The key point is this: By focusing the conversation around where and how to innovate using AI through this lens of key dimensions and sub-categories, companies achieve a much more nuanced and impactful strategy for innovation and can guide subsequent investment in a more targeted way.
Broadening the definition of innovation with AI
Innovation frameworks are nothing new. Nor is the desire to focus innovative efforts to maximize impact across various categories of the company. We shouldn’t reinvent innovation practices to make progress with AI. But we should open the aperture wider and think differently about what types of innovation are possible, where it can be done, and what is needed to innovate across the organization.
In the case of AI, companies need data—lots of it. They need to cleanse data for accuracy, organize it properly, make it accessible, and be ready and willing to mine it for insights and opportunities across the business. Improving customer experiences using AI, for example, requires benchmark data about the current state of the client lifecycle—from initial contact through various channels, to sales engagement, contracting and purchasing, delivery, use and support. Drug trial data, manufacturing history, part performance results, environmental conditions and all manner of business information becomes a competitive enabler. In AI-based innovation, data is fuel. (See also, “A new way to conquer the great data divide”)
Considering AI through the lens of disruptive and sustaining innovation is also useful. Using Christensen’s innovation concepts, the innovations likely to arise from AI technology are, paradoxically, just as likely to be sustaining innovations as a disruptive ones. Smaller companies are usually the disrupters that exploit a new technology, but AI’s dependence on proprietary data to be harvested in new, faster ways gives established companies who possess this data the edge if they know how to harness it. Because of that, their innovative efforts will likely be focused in sustaining ways, such as using AI to create new optimization cycle opportunities or fundamentally shifting cost structures for established offers.

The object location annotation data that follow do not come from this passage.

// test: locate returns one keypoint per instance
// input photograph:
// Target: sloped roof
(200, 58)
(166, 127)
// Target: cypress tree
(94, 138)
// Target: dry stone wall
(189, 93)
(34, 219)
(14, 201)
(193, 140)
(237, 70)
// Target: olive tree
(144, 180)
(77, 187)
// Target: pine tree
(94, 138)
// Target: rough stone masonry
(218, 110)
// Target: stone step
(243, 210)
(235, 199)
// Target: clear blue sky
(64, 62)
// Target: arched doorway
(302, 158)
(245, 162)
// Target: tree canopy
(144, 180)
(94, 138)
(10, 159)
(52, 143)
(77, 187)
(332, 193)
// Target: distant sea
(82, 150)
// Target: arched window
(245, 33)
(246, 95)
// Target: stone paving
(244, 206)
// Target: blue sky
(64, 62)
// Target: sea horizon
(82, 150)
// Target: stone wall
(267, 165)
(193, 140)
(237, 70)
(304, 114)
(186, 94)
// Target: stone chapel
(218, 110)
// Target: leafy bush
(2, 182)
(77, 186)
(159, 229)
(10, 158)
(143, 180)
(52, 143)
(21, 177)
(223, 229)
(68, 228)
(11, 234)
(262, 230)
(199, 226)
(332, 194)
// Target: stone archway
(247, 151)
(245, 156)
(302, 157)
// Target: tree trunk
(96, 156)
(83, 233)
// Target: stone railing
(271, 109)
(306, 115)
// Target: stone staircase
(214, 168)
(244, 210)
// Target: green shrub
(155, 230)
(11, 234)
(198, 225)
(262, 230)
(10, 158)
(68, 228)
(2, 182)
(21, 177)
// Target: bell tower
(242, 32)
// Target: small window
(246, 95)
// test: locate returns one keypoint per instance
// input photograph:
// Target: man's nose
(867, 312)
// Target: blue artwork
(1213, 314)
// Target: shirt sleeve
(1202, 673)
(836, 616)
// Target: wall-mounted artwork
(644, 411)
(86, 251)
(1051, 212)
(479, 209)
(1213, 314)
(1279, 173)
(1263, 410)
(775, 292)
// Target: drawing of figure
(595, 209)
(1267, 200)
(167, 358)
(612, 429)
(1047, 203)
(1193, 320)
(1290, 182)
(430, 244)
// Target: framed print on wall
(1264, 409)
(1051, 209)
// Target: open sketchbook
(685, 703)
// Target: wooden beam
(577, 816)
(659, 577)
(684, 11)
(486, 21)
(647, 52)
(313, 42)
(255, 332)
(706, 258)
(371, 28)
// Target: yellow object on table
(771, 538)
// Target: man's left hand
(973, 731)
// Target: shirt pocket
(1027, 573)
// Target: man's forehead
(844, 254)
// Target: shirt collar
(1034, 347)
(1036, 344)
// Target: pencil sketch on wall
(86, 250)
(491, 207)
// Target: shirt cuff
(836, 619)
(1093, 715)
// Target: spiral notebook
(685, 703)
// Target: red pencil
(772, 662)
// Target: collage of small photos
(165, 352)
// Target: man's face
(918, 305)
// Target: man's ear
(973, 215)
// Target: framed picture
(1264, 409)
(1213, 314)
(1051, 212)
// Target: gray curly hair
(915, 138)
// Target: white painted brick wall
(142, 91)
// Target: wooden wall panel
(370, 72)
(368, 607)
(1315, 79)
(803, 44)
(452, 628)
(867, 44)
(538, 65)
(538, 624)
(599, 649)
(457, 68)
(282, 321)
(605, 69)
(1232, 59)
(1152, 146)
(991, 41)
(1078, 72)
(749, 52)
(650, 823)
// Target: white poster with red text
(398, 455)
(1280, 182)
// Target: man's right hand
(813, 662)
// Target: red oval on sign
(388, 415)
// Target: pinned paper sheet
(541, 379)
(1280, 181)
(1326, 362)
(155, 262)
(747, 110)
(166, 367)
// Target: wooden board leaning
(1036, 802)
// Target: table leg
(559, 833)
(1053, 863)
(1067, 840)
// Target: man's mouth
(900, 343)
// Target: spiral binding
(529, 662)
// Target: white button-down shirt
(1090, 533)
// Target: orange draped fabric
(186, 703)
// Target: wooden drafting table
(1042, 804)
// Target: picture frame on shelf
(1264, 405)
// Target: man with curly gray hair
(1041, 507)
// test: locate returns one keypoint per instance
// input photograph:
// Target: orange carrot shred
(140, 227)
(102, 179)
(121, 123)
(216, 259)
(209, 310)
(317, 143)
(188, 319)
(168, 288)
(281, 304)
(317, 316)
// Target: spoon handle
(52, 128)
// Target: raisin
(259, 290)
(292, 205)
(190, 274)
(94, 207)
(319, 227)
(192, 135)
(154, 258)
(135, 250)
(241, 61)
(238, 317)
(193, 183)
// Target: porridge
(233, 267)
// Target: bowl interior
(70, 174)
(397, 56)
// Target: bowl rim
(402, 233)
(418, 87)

But there is also a strong element of disruptive innovation at play here—one based on the democratization of who can innovate, and where. That disruptive element is accessibility. While the technology is incredibly powerful and complex, generative AI platforms are actually incredibly easy to use. In addition, many public sources of data will be an enabler. Because of these factors, the innovations that emerge will not necessarily be just the domain of product teams and companies with private data. Anyone with access to these tools can find ways to streamline and enhance their own jobs, creating a cascading effect of innovation.
Turning the innovation crank faster with AI
Missing the boat is a real risk and concern, both for established and potential disruptor companies. While AI plays nicely within established frameworks like Sawhney’s, the pace and scope of AI innovation is significant. It has the potential to create an entirely new standard of technological progress that will require business leaders to shift their thinking around what technology means to their businesses and how it can be used.
To keep up, companies need to be broad in their interpretation of AI-based innovation opportunities, focused on how they apply those innovations, and expedited in how they roll them out. They must draw insights from their data faster, experiment faster, fail faster and refine their strategies faster. In other words, they need to turn the crank of innovation faster than ever before. This will be a challenge for many businesses. However, as we’ll explore in a future article, it’s a challenge that AI itself is uniquely suited to help solve.